University of Nebraska Medical Center Associate Professor Dr. Aaron Yoder performs grain bin safety outreach on behalf of his institution’s Central States Center for Agricultural Safety and Health.
Dr. Aaron Yoder/Associate Professor – University of Nebraska Medical Center: “Often times people will go inside the bin to either check the quality of the grain, or to do something if it goes out of condition. It gets lumpy. It gets moldy. They’ll go in to try to break up some of those blockages that might prevent the grain from flowing. When I see things like that, I get tremendously sad, because we know it could be preventable.”
Grain Weevil sought Yoder’s expertise on safety compliance – along with Nationwide Insurance, the country’s largest agricultural insurer.
Nationwide conducts an annual Grain Bin Safety Week and has donated manufactured “rescue tubes” to various rural fire departments, including York, Nebraska.

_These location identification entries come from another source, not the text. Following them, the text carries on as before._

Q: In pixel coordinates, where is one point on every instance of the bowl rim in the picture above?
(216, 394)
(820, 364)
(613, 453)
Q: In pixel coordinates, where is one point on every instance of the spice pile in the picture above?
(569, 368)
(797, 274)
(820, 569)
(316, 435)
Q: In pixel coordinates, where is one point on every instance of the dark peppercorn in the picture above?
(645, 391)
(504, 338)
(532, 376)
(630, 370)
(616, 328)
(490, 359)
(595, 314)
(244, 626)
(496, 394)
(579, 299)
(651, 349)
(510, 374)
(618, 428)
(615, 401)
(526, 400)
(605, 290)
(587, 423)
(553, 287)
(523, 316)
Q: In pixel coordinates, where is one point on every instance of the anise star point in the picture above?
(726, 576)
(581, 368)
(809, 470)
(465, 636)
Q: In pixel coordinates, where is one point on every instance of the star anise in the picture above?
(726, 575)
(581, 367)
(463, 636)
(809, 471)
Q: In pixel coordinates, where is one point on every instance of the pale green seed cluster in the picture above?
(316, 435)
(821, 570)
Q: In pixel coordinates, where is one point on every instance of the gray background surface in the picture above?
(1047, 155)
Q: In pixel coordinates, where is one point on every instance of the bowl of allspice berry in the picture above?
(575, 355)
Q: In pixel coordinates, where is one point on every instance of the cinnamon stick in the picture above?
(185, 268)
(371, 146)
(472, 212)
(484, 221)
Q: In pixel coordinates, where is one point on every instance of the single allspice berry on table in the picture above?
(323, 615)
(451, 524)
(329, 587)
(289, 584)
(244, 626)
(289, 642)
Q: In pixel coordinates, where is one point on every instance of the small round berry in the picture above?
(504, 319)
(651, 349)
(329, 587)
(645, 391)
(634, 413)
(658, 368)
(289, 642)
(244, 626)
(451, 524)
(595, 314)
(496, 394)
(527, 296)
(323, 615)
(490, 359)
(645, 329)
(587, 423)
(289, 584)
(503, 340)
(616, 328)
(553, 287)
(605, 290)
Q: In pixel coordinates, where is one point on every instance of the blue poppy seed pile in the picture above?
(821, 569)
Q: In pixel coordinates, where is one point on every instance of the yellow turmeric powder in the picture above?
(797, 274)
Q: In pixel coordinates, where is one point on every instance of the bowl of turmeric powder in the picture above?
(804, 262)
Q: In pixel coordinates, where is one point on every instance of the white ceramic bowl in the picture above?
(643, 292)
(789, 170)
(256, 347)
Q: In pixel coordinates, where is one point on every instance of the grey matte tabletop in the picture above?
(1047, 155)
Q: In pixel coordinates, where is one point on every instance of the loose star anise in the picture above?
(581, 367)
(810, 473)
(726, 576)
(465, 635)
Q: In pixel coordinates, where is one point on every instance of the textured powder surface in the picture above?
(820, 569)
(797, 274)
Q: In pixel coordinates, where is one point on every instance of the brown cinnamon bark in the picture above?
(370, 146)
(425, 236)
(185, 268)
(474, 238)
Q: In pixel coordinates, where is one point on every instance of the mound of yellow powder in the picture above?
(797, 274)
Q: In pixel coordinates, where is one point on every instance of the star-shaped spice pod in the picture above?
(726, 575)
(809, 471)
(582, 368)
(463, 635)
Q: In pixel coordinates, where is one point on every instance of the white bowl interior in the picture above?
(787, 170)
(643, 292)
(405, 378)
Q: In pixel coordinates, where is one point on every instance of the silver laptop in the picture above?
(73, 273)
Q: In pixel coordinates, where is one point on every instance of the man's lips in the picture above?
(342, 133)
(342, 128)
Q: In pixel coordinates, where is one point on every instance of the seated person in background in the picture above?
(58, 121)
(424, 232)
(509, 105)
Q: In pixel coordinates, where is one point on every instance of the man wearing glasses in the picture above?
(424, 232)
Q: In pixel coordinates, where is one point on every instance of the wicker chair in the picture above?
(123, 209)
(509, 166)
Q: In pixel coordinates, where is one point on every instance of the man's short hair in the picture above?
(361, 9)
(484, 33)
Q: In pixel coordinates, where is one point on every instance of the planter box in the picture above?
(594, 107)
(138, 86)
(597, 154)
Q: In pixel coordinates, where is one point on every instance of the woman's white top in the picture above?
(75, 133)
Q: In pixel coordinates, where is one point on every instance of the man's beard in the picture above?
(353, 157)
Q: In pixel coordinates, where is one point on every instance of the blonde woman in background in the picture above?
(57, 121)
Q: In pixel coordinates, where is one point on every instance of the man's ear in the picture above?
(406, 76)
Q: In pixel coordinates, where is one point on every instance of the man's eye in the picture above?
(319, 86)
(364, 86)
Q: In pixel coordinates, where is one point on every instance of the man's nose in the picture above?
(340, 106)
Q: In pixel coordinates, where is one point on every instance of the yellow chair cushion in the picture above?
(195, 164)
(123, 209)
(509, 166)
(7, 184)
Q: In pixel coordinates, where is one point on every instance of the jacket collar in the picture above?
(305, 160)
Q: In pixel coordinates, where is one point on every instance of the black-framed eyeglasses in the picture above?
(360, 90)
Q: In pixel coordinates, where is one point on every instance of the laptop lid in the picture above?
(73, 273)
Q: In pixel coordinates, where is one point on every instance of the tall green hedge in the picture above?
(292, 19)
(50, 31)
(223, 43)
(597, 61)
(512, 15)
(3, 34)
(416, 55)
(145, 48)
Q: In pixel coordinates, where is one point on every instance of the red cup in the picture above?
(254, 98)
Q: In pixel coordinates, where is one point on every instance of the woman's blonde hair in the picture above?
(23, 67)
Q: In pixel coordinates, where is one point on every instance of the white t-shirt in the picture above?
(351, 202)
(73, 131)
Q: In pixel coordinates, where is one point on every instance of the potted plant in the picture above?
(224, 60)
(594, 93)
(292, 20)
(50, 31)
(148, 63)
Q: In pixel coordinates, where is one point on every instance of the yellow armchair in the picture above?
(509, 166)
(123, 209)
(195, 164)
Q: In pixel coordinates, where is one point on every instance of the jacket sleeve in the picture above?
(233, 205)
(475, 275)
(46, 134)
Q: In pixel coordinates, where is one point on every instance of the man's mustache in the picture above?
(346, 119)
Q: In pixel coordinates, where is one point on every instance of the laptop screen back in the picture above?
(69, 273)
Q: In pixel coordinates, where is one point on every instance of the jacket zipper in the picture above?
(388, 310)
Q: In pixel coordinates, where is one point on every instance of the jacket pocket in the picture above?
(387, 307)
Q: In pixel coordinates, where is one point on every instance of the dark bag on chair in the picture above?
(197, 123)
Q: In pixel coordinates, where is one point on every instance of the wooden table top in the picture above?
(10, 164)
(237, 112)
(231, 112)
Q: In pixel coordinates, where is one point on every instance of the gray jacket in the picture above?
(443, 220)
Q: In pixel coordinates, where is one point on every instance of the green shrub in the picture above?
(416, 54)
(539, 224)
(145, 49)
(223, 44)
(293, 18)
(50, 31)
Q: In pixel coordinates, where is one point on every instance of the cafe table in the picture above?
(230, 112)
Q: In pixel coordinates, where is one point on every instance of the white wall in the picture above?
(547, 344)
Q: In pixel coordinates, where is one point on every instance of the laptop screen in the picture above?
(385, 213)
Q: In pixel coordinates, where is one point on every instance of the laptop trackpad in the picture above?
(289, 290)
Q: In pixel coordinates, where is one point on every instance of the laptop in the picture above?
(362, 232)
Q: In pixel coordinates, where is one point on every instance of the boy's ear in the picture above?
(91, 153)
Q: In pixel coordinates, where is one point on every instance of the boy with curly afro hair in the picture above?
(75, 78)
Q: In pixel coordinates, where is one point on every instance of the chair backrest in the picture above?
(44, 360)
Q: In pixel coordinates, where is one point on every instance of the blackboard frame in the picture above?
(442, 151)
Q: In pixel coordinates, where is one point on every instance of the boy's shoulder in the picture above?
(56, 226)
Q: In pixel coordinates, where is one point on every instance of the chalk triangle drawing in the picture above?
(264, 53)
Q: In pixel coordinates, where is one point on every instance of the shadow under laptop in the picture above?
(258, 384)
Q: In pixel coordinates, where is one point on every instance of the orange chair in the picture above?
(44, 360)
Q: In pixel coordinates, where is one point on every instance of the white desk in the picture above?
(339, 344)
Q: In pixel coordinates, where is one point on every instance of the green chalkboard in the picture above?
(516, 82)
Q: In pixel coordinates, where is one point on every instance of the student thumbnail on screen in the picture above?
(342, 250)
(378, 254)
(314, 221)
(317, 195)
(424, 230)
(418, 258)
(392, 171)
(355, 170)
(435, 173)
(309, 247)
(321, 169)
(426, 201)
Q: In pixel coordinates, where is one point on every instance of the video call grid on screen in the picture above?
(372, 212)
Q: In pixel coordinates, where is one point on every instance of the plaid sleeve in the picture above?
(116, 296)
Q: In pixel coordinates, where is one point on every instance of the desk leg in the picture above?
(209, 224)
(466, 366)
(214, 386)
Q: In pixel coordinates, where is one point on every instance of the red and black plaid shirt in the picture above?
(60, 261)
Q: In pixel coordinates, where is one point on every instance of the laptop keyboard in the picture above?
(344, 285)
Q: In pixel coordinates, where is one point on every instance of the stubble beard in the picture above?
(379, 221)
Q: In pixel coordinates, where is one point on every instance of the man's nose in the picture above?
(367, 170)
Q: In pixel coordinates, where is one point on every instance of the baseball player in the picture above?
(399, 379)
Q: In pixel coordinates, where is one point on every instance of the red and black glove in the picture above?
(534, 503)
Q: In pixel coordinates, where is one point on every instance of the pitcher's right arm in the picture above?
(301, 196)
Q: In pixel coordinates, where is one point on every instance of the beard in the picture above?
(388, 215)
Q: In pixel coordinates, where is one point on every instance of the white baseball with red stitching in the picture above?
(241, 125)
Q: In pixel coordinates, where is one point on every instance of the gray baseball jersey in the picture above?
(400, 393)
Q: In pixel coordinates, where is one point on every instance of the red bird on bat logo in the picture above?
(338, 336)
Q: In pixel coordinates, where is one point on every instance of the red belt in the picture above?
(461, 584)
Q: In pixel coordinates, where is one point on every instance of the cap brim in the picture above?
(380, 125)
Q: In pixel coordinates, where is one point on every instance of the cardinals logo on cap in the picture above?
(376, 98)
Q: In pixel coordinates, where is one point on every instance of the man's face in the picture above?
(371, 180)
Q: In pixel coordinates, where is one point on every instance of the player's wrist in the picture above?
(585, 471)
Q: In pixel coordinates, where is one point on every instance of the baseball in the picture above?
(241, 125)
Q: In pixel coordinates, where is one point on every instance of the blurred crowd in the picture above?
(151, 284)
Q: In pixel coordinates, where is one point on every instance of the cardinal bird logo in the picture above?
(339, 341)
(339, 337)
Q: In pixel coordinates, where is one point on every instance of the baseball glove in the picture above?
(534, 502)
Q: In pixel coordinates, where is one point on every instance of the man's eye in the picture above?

First responders are grateful for specialized additions to their toolbox, but as grim headlines of grain bin catastrophes continue to trickle out of Husker country, the sense of urgency is palpable.
Chad Johnson/CEO & CO-Founder – Grain Weevil Corporation: “We gotta hurry. We gotta do this as fast as we possibly can…but we can’t. We have to do it right. It takes a lot to develop a machine this complicated. It really does motivate us though. It keeps us pushing. It keeps us moving forward. We know, every two weeks that we don’t get one done, somebody’s losing a father or a son or a mother that’s in there helping. It’s tough.”
For Market to Market, I’m Josh Buettner.